J: Świat przyspiesza i wiadomo, że każda godzina jest na wagę złota. Jednak zastanawiam się, czy to nie jest tak, że jeżeli coś jest szybkie, to jest też gorsze?
Psycholog biznesu: Nie, jeśli się przygotujemy, to takie spotkanie będzie bardzo szybkie i sycące. Pracując razem w zespole, wiem, jakiej wiedzy mogę się spodziewać po innych oraz czyje kompetencje, wiedza i doświadczenie są mi potrzebne do tego, aby to osiągnąć. Zapraszając taką osobę powinnam powiedzieć, czego od niej oczekuję i jaki jest konkretny cel tego spotkania. A jeśli okazuje się, że nie jestem w stanie ocenić, jakie informacje chcę uzyskać od danej osoby, to po prostu nie ma sensu zapraszać jej na spotkanie. Kiedy grono osób jest starannie wyselekcjonowane, to wszystko idzie bardzo szybko i sprawnie. Nie marnujemy czasu, bo rozmawiamy w bardzo konkretny sposób.
J: A jak sprawić, żeby każda osoba na sali czuła, że jej głos jest ważny i potrzebny?
Psycholog biznesu: W bardzo prosty sposób! Ja to nazywam biletem wstępu na spotkanie. Jeśli dysponuję takim biletem, to znaczy, że jestem przygotowany - zebrałem wcześniej informacje na dany temat, wiem, że będę miał coś wartościowego do powiedzenia i już od początku czuję, że jestem istotnym ogniwem zebrania.
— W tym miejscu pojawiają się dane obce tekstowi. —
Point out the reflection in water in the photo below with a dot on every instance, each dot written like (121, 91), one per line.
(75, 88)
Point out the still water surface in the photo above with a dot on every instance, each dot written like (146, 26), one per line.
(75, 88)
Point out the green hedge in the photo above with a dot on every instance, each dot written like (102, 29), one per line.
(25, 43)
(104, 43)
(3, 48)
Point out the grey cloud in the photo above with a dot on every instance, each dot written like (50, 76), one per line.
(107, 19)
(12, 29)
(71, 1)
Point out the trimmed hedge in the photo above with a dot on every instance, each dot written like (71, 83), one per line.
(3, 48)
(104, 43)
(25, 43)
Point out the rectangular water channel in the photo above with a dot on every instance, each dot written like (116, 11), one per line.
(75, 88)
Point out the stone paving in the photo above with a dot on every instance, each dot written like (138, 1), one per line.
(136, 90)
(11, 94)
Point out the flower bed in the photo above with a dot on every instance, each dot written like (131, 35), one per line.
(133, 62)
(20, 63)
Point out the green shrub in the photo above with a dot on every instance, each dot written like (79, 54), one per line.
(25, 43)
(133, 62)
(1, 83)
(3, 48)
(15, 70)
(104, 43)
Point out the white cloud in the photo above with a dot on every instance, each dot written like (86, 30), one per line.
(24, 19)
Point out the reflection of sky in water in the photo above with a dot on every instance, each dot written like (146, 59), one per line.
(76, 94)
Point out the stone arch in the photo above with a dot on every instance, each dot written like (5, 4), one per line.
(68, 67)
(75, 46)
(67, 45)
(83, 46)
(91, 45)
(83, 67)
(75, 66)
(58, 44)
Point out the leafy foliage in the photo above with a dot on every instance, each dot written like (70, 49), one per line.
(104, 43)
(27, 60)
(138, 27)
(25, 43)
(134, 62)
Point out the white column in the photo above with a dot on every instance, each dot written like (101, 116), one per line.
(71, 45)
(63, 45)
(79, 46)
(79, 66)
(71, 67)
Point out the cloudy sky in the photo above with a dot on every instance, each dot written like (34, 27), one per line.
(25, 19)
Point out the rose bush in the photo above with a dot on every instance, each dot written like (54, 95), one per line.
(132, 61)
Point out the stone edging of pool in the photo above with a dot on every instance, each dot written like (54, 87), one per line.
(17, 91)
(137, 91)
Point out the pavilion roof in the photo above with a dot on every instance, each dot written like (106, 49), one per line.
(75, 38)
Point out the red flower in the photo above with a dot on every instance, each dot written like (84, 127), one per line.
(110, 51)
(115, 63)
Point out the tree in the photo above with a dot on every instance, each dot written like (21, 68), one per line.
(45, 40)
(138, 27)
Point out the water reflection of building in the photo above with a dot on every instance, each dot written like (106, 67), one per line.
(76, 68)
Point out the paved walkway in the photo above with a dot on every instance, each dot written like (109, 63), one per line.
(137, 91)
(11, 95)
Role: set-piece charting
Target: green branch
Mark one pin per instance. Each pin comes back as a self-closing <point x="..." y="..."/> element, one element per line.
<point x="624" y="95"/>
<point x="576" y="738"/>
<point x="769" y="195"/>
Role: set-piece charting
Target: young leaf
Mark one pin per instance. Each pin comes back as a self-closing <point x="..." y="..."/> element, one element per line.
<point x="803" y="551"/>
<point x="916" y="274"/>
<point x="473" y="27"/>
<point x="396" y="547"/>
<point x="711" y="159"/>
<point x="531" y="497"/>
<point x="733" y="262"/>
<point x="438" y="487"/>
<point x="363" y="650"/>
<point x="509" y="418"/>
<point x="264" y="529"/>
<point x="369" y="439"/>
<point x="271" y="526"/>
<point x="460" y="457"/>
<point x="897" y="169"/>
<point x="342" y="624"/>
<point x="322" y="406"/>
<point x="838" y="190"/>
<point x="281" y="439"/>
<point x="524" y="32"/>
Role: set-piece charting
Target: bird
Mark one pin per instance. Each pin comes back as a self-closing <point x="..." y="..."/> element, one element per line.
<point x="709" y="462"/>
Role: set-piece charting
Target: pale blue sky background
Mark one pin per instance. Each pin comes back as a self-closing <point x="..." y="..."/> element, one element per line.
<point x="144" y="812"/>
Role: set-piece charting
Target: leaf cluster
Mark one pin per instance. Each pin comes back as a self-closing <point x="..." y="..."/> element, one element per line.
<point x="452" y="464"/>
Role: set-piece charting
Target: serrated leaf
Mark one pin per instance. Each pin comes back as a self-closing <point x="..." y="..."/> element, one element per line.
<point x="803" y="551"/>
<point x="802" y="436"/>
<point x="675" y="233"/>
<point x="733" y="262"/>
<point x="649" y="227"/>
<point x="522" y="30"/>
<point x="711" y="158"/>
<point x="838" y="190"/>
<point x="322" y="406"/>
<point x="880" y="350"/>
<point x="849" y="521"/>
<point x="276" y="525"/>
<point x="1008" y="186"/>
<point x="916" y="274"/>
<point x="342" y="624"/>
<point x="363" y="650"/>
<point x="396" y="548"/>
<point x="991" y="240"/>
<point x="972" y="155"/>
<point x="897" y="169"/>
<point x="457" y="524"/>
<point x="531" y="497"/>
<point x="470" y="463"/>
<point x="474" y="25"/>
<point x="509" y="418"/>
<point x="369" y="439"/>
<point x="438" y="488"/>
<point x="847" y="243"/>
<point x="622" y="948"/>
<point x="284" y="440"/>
Ważne jest to, żeby takie spotkania miały elitarny charakter, żeby bycie zaproszonym było czymś wartościowym, co jest pewnego rodzaju wyróżnieniem nas na tle innych - znakiem, że jesteśmy bardzo poważnie traktowani. Powinien być to sygnał, że organizator spotkania ceni doświadczenie, kompetencje, czy umiejętności tej osoby. Swoją drogą, to bardzo dobrze wpływa na samoocenę ludzi.
Czasami zdarzają się osoby, które pomimo jasno zakomunikowanego celu spotkania, bardzo słabo się do niego przygotowują. Jeśli za każdym razem okazuje się, że takie osoby nie wnoszą nic wartościowego, to następnym razem nie powinny zostać w ogóle zaproszone. Działa to jak kubeł zimnej wody – nagle rozumieją, że ich obecność nie jest niezbędna na spotkaniu.
Kolejna ważna uwaga - nie warto zapraszać ludzi, tylko ze względu na to, że mają jakąś ważną funkcję (stanowisko) w firmie, bo tylko marnują miejsce i czas. Jeśli nie traktują tych spotkań poważnie i się do nich nie przygotowują, jeśli to, co prezentują nie jest ważnym wkładem w osiągnięcie celu spotkania, to nie ma sensu ich zapraszać.
J: To bardzo ważne, co mówisz! Mam wrażenie, że dużo osób nie zdaje sobie sprawy, że na spotkania można zapraszać tylko określone grono pracowników. Przyjęło się, że zaprasza się zawsze wszystkich członków zespołu, a jak sama mówisz, czasami bywa to destrukcyjne. A czy tylko szef bądź manager może organizować spotkania zespołu?
Psycholog biznesu: Nie tylko – jeśli którykolwiek członek zespołu ma powód, aby zorganizować takie spotkanie, to nie ma do tego żadnych przeciwskazań. Ważne jest tylko to, co powtórzyłam już wielokrotnie - żeby dobrze rozumiał, czemu ma służyć zebranie kilku osób w przy stole - z jakimi konkretnymi osiągnięciami chce zakończyć spotkanie. Innymi słowy, z czym chce opuścić salę konferencyjną.